On 2020-03-29 by James
No, you didn't miss anything. I really appreciate the help, and the time you took to do it. I saw all of the posting except the last one you put up. Just trying to mull over my options to find my best one. Both actuators are easy to access, so any work will be relatively simple.
What would you do, would you just replace the whole thing, or try to "rebuild" (the last option you posted)? I'm not married to any particular brand name either if you have another option to suggest.
On 2020-03-29 by James
I don't mind spending a little more on a better/ more reliable option, I just don't do this for a living, so I'm learning on the go.

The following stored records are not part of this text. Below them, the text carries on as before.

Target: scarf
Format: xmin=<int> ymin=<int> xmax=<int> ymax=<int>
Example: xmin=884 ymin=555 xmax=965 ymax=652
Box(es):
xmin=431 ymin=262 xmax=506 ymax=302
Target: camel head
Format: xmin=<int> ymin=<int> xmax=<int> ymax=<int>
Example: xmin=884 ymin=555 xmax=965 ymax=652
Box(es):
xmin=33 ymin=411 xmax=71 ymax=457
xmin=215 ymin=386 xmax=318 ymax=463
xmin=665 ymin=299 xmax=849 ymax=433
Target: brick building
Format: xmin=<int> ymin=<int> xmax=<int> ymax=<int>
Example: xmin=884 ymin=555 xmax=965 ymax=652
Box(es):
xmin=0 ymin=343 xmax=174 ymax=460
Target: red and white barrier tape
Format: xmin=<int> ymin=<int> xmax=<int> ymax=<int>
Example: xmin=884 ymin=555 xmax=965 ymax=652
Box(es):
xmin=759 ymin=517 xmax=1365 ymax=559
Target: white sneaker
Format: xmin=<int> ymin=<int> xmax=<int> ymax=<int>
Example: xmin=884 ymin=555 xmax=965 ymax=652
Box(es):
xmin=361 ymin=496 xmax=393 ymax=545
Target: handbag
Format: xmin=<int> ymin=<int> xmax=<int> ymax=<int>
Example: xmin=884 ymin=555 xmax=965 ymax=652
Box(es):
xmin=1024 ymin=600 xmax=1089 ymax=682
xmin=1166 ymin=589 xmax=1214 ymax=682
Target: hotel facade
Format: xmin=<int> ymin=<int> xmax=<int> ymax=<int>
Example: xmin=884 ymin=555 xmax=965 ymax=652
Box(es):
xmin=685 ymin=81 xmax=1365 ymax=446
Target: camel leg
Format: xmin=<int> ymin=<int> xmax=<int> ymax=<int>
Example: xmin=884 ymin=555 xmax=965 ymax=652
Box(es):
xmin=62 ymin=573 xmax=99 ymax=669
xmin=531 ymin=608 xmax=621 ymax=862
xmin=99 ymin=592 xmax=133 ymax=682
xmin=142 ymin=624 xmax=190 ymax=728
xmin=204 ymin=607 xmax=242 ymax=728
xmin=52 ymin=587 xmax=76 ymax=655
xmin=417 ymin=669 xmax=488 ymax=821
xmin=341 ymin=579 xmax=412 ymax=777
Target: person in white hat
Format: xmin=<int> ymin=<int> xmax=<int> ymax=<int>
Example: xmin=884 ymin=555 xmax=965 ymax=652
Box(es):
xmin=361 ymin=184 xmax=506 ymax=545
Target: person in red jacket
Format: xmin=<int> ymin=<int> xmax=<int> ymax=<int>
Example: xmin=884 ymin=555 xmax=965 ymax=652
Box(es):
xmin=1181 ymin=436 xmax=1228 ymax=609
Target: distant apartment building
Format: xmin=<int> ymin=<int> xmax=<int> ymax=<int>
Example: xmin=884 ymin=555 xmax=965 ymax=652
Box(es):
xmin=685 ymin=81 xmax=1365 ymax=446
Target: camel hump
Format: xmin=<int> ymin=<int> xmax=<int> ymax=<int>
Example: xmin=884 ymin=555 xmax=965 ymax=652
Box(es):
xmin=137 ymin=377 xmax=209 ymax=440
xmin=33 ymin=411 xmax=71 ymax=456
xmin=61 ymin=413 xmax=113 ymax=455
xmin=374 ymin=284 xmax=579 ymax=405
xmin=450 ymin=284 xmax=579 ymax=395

On 2020-03-29 - by (mod) -
That last zone actuator motor looks as if it fits your damper control. If you're comfortable disassembling and wiring the two connections, replacing just the actuator motor lets you leave the actual damper mechanism in place with least disturbance - I'd give it a shot.
Let me know how it goes - perhaps post a photo of your steps.
On 2020-04-08 by James - photos of step by step replacement of a ductwork zone damper
Got it fixed. Thank you so much for the help. Have some pics of my steps along the way.
[Click to enlarge any image]
To get the final line up correct (no pictures, needed both hands), I removed the duct from the damper and manually moved it to fully open and fully closed.
I watched the indicator on top to ensure it was correct, then tightened down the bolt on the shaft, reconnected the wires, and put the duct back on
It works like new now. Thanks again for the help!
On 2017-01-10 by New Buyer
How do I find dampers in my ductwork that were put in before I purchased the house?